I’ve said a lot about Urban Sketching
in my page about my urban sketching journey – it’s in the links opposite. You
can always try to improve. I’m pretty happy with what I can do in monochrome
with my ink pens, however I know that I’ve got a long way to go when it comes
to applying watercolour washes.
In my last post I wrote about Saturday’s
expedition to the Swansea Museum. In several ways t was highly successful. I
was very pleased with managing to make 6 separate sketches across the double
page in the space of 3 hours. I was also pleased that 3 of them were ink and
wash. However, one thing I think that I might have done better was combining
the sketches into one overall sketch. So that was in my mind when I set out on
another expedition, this time to the nearby Swansea Waterfront Museum yesterday.
This is the sketch I made.
This is as close to the idea I had in
my head when I started as I’m likely to get. I used colours to combine the 4
different sketches. The Trevithick locomotive replica being so much larger than
the other sketches worked well for me, as for me it is very much the star of
the show.
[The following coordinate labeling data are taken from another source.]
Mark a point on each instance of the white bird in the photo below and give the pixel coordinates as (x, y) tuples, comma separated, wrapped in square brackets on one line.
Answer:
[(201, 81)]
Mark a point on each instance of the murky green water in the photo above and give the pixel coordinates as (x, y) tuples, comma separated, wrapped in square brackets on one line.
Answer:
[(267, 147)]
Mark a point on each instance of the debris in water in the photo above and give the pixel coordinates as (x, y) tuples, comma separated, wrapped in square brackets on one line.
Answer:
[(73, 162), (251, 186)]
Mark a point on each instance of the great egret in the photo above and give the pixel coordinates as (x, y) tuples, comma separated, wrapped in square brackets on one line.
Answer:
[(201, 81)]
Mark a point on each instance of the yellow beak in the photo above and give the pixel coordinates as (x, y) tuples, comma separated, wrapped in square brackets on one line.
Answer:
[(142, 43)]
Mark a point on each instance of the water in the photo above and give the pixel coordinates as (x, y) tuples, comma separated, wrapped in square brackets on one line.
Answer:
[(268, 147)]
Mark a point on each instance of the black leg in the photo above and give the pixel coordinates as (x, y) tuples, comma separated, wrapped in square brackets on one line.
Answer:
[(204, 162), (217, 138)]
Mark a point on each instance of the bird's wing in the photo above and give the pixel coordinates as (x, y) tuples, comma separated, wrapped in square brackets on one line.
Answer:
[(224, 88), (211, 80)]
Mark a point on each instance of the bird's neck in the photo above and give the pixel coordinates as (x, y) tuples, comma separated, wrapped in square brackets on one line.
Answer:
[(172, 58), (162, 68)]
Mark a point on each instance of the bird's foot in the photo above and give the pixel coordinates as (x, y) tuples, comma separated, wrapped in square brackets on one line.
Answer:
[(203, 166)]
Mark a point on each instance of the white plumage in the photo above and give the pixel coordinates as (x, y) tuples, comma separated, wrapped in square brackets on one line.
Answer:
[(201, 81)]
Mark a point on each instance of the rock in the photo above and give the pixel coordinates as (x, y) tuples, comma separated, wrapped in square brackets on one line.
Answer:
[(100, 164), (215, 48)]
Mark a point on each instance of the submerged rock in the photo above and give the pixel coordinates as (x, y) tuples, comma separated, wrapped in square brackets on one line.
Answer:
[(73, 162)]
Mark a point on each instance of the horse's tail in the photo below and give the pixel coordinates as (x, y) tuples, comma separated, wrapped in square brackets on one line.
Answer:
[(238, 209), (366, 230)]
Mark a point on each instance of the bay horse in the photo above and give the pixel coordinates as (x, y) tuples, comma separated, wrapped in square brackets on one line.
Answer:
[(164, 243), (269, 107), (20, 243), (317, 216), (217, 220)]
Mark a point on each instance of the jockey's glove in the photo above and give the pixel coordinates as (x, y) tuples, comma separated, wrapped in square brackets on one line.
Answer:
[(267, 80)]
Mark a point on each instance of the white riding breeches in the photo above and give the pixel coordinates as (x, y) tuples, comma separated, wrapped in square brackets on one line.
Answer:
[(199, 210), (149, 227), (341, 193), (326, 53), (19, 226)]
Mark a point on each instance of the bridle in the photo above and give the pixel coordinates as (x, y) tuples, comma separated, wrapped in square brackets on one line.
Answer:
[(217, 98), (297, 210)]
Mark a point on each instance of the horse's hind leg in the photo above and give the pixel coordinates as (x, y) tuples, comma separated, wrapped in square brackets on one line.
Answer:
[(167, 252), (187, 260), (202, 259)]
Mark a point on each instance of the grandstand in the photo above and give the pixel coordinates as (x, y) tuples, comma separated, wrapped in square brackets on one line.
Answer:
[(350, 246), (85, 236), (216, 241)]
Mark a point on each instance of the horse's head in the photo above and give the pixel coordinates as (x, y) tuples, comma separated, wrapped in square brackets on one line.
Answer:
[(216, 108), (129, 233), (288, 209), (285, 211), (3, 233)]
That background yellow is not actually to be found in the museum, but
I just had a flash of insight that the browns and greys of the locomotive would
work particularly well against this colour – like monochrome print on old paper
– and that I could apply the grey blue of the background on top.
The two sketches made on the bottom
page were very quickly done since I spent so much time on the locomotive, and
so I’m really pleased how well they both turned out.